The beginning of the 20th century brought a surge of challenges to the prevailing styles and procedures for art making in Europe. Many young artists in central Europe rejected traditional training in state-sponsored art academies and formed groups with other artists who shared their desire to depart radically from what they saw as art’s emphasis on outward appearances.
The groups Die Brücke (The Bridge), founded by Ernst Ludwig Kirchner, Karl Schmidt-Rottluff, and Erich Heckel in Dresden in 1905, and Der Blaue Reiter (The Blue Rider), founded by Wassily Kandinsky and Franz Marc in Münich in 1911, experimented together with form and technique, leading to groundbreaking publications and exhibitions. These and other artists working in Vienna and Berlin—collectively called the Expressionists—employed a condensed, abstracted visual language to access highly charged emotions or spiritual states.
Prints and drawings were essential to the Expressionists’ quest for art that was direct, frank, and immediate. Drawn from the Cleveland Museum of Art’s collection, Graphic Discontent: German Expressionism on Paper plots the purpose and impact of the graphic arts within the wider German Expressionist movement. Woodcuts—the most emblematic technique of the movement—were suited to the simplification and distortion of forms. New etching and lithographic techniques invited improvisation and promoted accidents in printing, while drawings revealed an artist’s impulse and urgency through direct marks on paper.

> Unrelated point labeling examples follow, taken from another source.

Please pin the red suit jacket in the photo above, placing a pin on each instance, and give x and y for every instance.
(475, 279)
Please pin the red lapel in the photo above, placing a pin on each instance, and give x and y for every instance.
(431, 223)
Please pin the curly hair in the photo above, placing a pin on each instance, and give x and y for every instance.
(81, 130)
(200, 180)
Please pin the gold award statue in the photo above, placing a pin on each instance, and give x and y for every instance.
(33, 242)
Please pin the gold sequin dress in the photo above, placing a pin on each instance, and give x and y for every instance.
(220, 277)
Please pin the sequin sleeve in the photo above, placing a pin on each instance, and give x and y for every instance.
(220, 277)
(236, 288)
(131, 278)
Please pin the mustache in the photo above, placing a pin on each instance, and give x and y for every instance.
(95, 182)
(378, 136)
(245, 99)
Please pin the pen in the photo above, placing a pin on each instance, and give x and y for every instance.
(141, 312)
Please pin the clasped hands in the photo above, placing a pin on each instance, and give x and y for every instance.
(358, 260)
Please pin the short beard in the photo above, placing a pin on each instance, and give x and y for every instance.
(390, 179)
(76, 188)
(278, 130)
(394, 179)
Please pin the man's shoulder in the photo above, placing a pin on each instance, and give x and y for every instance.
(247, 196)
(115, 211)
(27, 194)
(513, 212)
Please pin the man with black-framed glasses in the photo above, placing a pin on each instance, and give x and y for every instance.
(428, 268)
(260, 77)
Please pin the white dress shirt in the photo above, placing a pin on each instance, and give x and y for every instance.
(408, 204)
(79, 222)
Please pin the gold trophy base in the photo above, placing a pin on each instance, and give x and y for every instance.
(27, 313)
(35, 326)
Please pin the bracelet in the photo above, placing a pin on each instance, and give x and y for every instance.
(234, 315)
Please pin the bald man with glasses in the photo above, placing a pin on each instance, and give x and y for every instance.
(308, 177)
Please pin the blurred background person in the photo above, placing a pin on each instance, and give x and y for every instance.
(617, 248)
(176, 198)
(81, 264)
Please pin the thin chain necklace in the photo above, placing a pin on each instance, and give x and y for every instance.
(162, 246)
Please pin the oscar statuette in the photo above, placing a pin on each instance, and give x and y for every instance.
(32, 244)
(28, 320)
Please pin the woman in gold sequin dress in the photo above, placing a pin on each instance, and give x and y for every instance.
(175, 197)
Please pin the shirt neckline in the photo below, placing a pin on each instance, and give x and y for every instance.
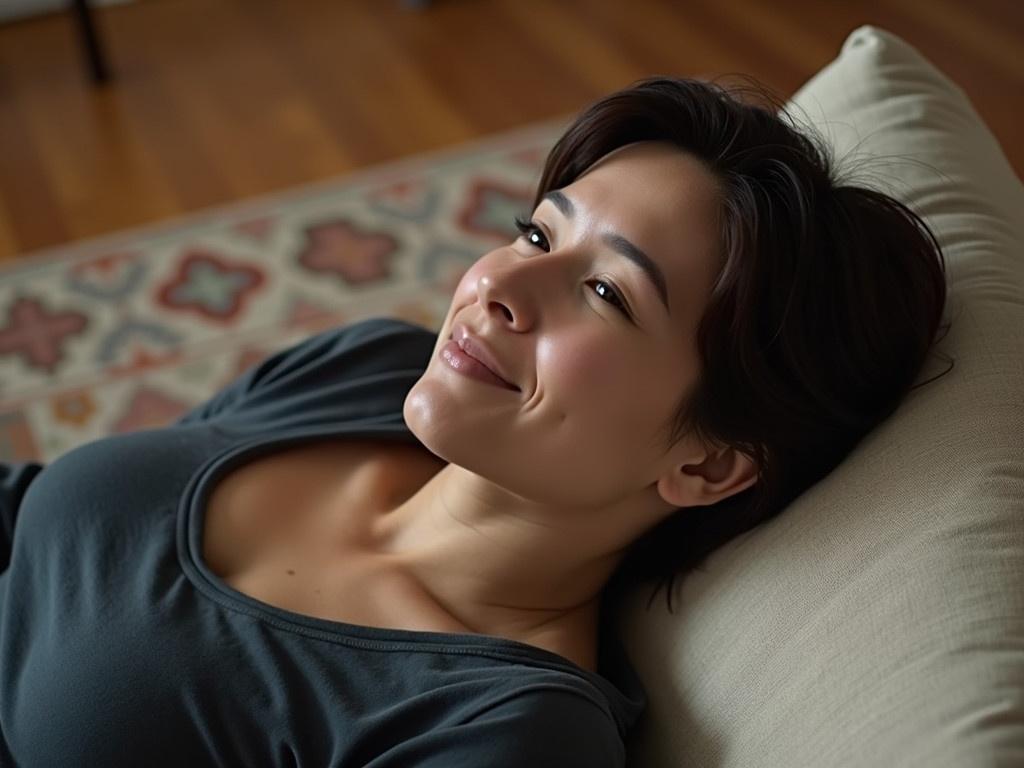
(192, 511)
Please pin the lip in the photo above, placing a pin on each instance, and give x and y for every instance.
(476, 348)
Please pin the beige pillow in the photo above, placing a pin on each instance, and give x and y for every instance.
(879, 621)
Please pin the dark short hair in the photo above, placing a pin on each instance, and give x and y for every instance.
(827, 299)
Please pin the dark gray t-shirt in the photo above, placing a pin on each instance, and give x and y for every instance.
(120, 647)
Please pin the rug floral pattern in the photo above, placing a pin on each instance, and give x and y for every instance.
(128, 332)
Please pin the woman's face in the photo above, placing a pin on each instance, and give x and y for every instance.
(584, 332)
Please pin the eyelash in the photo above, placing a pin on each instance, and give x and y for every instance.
(526, 227)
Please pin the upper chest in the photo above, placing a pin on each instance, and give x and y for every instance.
(291, 527)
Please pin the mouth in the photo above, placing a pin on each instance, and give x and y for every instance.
(478, 351)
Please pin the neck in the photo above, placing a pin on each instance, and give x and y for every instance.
(502, 565)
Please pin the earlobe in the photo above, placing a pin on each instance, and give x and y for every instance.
(721, 474)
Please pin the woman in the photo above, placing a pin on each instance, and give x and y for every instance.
(389, 547)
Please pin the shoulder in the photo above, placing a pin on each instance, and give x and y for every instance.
(544, 726)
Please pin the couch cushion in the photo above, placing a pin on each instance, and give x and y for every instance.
(880, 619)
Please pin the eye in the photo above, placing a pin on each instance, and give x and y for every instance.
(535, 237)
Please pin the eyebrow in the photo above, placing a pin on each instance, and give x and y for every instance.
(621, 246)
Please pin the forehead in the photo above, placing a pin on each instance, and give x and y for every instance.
(666, 202)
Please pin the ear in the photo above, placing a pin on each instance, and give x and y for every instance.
(718, 474)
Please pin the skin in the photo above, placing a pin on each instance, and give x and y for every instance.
(545, 489)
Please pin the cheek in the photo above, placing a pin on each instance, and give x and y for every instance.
(587, 370)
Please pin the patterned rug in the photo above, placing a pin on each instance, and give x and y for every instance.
(127, 332)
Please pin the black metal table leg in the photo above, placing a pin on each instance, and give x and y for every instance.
(91, 42)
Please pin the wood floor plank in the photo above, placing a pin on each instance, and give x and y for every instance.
(216, 100)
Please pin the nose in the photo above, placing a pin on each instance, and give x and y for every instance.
(513, 290)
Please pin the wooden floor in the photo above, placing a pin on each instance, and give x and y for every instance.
(215, 100)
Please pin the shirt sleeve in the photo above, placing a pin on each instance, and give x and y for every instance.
(539, 729)
(14, 481)
(328, 358)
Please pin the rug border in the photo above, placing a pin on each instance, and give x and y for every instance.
(28, 261)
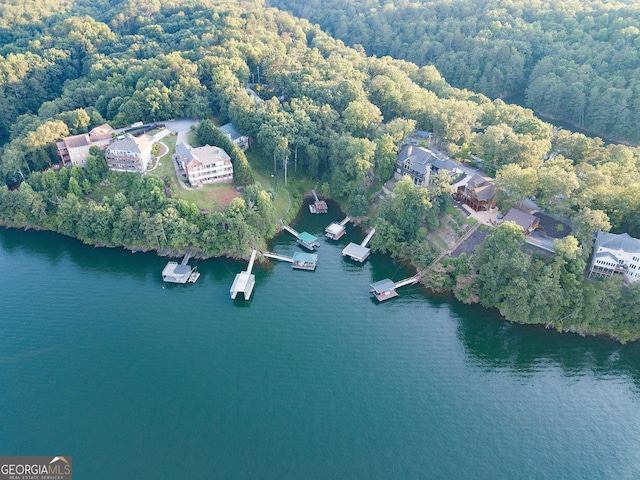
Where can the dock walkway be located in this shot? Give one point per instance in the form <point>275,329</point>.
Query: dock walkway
<point>245,280</point>
<point>361,252</point>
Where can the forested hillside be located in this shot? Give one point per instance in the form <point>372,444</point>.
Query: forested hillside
<point>575,60</point>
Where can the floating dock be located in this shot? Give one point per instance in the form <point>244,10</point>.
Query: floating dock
<point>336,230</point>
<point>175,272</point>
<point>299,261</point>
<point>361,252</point>
<point>244,281</point>
<point>386,289</point>
<point>319,206</point>
<point>305,239</point>
<point>304,261</point>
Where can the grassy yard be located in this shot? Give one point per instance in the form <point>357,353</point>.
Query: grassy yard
<point>262,170</point>
<point>218,196</point>
<point>208,197</point>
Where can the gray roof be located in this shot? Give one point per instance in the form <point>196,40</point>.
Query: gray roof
<point>523,219</point>
<point>205,155</point>
<point>444,165</point>
<point>608,255</point>
<point>420,158</point>
<point>482,187</point>
<point>383,286</point>
<point>230,129</point>
<point>622,242</point>
<point>305,257</point>
<point>77,141</point>
<point>131,144</point>
<point>355,251</point>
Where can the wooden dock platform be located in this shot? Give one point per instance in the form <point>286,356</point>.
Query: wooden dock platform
<point>299,261</point>
<point>175,272</point>
<point>361,252</point>
<point>318,206</point>
<point>304,261</point>
<point>386,289</point>
<point>336,230</point>
<point>244,281</point>
<point>277,256</point>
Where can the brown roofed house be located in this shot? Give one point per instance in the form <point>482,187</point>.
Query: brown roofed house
<point>528,222</point>
<point>478,193</point>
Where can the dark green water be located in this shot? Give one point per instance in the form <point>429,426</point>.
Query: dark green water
<point>309,380</point>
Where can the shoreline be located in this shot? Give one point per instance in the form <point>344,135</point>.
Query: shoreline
<point>358,222</point>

These graphic media suited the Expressionists’ emphasis on the mystery and spontaneity of emotions. More than 70 prints and drawings in the exhibition dating from 1905 to around 1922 present their responses to urban life, the nude, landscape, and war. Together they show how the Expressionists’ new graphic language disrupted and distorted traditional artistic themes to describe both a modern utopia and a hell on earth.